U.S. SECURITIES AND EXCHANGE COMMISSION
Litigation Release No. 19805 / August 17, 2006
SEC v. Jeffery Steven Stone, et al., Case No. 06-CIV-6258 (HB) (S.D.N.Y. filed Aug. 17, 2006)
SEC Charges Ex-Con in Stock Manipulation Scheme Involving San Francisco-Based Tech Company
The Securities and Exchange Commission today charged a former felon and his wife with orchestrating a fraud scheme to inflate the price of WebSky, Inc., a San Francisco-based penny stock company, using spam email. The couple pocketed more than $1 million in proceeds as a result of the scam.

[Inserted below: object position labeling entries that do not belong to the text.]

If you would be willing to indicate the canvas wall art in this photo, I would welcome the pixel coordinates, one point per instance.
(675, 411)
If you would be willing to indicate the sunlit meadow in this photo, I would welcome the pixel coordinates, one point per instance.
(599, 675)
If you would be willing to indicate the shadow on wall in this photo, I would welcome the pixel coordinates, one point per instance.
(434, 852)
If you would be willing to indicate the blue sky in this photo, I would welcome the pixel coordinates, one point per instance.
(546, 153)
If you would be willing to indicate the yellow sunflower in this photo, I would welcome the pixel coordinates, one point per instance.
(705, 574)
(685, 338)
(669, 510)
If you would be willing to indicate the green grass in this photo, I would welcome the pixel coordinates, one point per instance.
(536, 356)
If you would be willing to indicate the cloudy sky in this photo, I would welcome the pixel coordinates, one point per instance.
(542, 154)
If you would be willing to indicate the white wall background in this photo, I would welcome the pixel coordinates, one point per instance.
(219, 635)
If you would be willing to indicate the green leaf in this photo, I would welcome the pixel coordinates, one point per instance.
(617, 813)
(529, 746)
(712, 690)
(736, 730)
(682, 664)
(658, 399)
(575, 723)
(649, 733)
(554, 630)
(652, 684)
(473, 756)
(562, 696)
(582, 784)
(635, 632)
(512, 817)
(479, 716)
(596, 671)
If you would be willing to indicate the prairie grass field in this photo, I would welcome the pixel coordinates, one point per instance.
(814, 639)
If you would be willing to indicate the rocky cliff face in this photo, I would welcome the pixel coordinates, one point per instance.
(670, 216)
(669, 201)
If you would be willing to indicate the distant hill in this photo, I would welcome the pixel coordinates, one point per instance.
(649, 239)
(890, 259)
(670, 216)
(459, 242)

The Commission's complaint alleges that Jeffery Steven Stone of Greenwich, Connecticut, and his wife, Janette Diller Stone, using entities they controlled, acquired massive amounts of WebSky stock under false pretenses, hired stock promoters to hype the stock in false spam emails, and then dumped their shares into the unsuspecting market. Stone is a recidivist securities law violator, having been convicted of fraud in a prior market manipulation scheme and found liable in civil proceedings by the Commission.
According to the complaint, Stone and Diller bought 288 million shares from WebSky based on false promises that the shares were being acquired for investment purposes and not as a means of distributing shares to the public. Within days, the two began selling the shares to third parties. Stone and Diller also engineered a spam email campaign that falsely portrayed WebSky - a start-up Internet company with virtually no revenues or profits - as having a successful joint venture in Argentina that would result in over $40 million in annual revenues. In reality, WebSky's CEO had forbidden them from sending the spam email and informed them that WebSky's Argentina deal was no longer viable.
The complaint alleges that, as a result of Stone and Diller's fraud, WebSky's stock price soared by over 300% on trading volume almost 20 times greater than normal, after which Stone and Diller sold their WebSky shares. Combined with proceeds from other stock sales during the scheme, Stone and Diller received more than $1 million in proceeds.
The Commission also brought charges against WebSky and its CEO, Douglas Haffer, of Oakland, California, for selling WebSky shares in a subsequent transaction to an entity controlled by Stone and Diller without registering the transaction or securing an exemption from registration. Subject to court approval, WebSky and Haffer have agreed to settle the action, without admitting or denying the allegations, by disgorging the $35,000 received in the sale and consenting to a permanent injunction against future violations of the registration provisions of the federal securities laws. Haffer also has agreed to pay a $25,000 civil penalty.
The complaint, filed in federal court in New York, New York, charges Stone and Diller with violating the antifraud, registration, and other provisions of the federal securities laws. The complaint also names two entities controlled by the Stones, Crescent Fund, LLC, based in New York, New York, and Pedracar, Inc, a Pennsylvania company.